2 Dicembre 2012
Il mestiere dell’antropologo
Incontro con il professor Paolo Sibilla, studioso di culture alpine
«Se non è sul campo non è vera ricerca etnografica e la ricerca sul campo ha bisogno di tempo». È una delle tesi che il professore Paolo Sibilla ha sostenuto giovedì 15 novembre durante la conferenza “Percorsi di Antropologia Alpina” tenuta al Circolo Sociale di Pinerolo. Sibilla, già docente presso l’Università di Torino, ha presentato al pubblico alcuni principi generali di antropologia e, più in specifico, il frutto dei suoi studi raccolti nel volume “Approdi e percorsi. Saggi di antropologia alpina”.
Lo abbiamo incontrato per qualche approfondimento.
Professore ha svolto studi anche nelle nostre vallate?
Attualmente sto studiando i movimenti dei montanari nei secoli scorsi e il loro rapporto con l’ambiente. Mi occupo specialmente delle motivazioni che spingevano gli uomini in inverno a diventare minatori.

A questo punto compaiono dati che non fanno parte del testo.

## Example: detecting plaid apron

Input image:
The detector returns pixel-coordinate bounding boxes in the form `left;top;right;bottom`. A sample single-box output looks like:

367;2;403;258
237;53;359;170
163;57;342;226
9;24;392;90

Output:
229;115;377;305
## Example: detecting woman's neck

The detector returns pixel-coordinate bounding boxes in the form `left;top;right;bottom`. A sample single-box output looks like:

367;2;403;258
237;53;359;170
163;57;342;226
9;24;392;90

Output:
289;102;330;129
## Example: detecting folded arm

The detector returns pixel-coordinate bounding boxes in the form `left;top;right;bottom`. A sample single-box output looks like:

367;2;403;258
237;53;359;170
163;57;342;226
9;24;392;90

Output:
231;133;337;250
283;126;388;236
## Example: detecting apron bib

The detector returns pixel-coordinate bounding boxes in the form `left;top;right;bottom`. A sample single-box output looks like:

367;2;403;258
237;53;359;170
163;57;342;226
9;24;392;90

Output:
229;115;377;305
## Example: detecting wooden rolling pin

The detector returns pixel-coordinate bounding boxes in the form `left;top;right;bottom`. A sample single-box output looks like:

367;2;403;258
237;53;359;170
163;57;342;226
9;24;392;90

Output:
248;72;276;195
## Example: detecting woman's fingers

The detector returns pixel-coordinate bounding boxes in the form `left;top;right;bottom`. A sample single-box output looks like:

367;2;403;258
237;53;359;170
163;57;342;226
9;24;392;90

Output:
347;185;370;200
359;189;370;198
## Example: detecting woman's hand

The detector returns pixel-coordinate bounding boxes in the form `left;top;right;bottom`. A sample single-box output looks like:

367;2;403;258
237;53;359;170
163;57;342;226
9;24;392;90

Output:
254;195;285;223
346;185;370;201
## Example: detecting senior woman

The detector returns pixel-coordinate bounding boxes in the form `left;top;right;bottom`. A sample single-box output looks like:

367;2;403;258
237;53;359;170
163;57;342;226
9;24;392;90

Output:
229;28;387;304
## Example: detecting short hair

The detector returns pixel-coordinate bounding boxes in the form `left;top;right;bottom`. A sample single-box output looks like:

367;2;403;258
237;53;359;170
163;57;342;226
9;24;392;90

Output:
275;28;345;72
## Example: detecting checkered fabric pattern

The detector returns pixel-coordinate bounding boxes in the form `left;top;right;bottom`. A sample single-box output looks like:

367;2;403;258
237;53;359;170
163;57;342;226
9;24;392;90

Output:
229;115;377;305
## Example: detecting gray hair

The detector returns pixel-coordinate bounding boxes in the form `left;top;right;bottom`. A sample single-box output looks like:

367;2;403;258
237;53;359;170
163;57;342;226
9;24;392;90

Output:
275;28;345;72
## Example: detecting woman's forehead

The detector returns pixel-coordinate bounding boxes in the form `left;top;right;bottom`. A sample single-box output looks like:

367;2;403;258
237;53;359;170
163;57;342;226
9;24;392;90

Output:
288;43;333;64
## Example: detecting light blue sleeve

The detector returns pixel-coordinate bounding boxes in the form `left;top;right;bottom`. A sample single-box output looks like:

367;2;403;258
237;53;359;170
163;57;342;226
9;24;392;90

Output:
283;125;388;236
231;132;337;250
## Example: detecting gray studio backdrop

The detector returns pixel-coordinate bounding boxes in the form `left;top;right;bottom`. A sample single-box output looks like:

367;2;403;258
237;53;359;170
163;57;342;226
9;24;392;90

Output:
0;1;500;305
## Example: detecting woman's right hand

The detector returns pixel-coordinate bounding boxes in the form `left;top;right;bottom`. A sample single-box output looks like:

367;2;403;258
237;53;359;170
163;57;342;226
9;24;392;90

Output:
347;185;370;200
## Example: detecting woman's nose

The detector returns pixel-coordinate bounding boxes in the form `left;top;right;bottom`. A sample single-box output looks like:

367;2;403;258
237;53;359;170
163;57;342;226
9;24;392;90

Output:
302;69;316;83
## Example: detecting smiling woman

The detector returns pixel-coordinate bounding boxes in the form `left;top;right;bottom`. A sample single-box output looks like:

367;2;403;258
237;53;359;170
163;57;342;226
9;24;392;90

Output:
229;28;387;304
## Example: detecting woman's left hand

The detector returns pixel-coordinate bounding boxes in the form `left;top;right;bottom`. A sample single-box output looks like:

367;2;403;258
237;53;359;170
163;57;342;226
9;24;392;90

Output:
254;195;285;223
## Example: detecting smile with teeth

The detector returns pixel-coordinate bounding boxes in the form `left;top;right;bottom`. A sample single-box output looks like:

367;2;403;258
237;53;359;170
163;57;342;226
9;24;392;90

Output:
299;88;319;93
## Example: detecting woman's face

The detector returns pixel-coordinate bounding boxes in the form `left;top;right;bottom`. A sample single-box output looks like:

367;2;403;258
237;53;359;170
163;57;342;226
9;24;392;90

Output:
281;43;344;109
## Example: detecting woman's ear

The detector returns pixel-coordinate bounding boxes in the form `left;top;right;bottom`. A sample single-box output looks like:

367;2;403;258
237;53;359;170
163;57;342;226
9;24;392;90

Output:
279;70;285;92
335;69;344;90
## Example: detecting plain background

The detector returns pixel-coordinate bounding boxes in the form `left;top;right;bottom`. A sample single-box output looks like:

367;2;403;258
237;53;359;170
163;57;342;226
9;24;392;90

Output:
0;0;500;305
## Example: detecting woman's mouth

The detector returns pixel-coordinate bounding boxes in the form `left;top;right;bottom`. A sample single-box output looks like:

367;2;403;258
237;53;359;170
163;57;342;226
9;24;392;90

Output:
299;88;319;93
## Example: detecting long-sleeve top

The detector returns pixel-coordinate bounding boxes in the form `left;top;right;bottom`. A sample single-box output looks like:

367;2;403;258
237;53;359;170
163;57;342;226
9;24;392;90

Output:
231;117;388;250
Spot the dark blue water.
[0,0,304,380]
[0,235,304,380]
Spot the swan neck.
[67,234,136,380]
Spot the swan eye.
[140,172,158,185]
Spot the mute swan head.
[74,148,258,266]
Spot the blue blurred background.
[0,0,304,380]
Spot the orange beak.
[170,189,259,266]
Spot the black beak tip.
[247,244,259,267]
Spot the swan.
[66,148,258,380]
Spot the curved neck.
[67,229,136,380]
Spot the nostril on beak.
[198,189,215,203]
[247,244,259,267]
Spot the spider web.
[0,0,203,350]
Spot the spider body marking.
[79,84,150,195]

Per la precisione questo studio, come mio consueto, parte dalla Valle d’Aosta con le miniere di rame, carbone e antracite. Cresceva già alla fine del 1700, con l’avvento delle nuove tecnologie, la richiesta di carbon fossile, più redditizio di quello vegetale, e di altri materiali.
Gli uomini lavoravano nell’agricoltura e nell’allevamento, la vita era difficile, si lavorava tutto il giorno tutti i giorni. Perché allora andare anche in alta montagna durante la stagione fredda per calarsi nelle miniere? In inverno, per un uomo non c’era molto lavoro e la donna badava alle bestie. In miniera si poteva guadagnare qualcosa. Ma a caro prezzo! Come dimenticare la strage del Beth? E, per assurdo, quando faceva freddo e nevicava era meglio perché si potevano usare le slitte. Altrimenti si trasportava il materiale a valle a dorso di mulo o a spalle.
Confesso, però, che sono poco documentato sulla Val Chisone interessata con un fenomeno più recente dalle miniere di talco e grafite, meno redditizie di quelle di metalli.
Ha sempre lavorato da solo per le sue ricerche?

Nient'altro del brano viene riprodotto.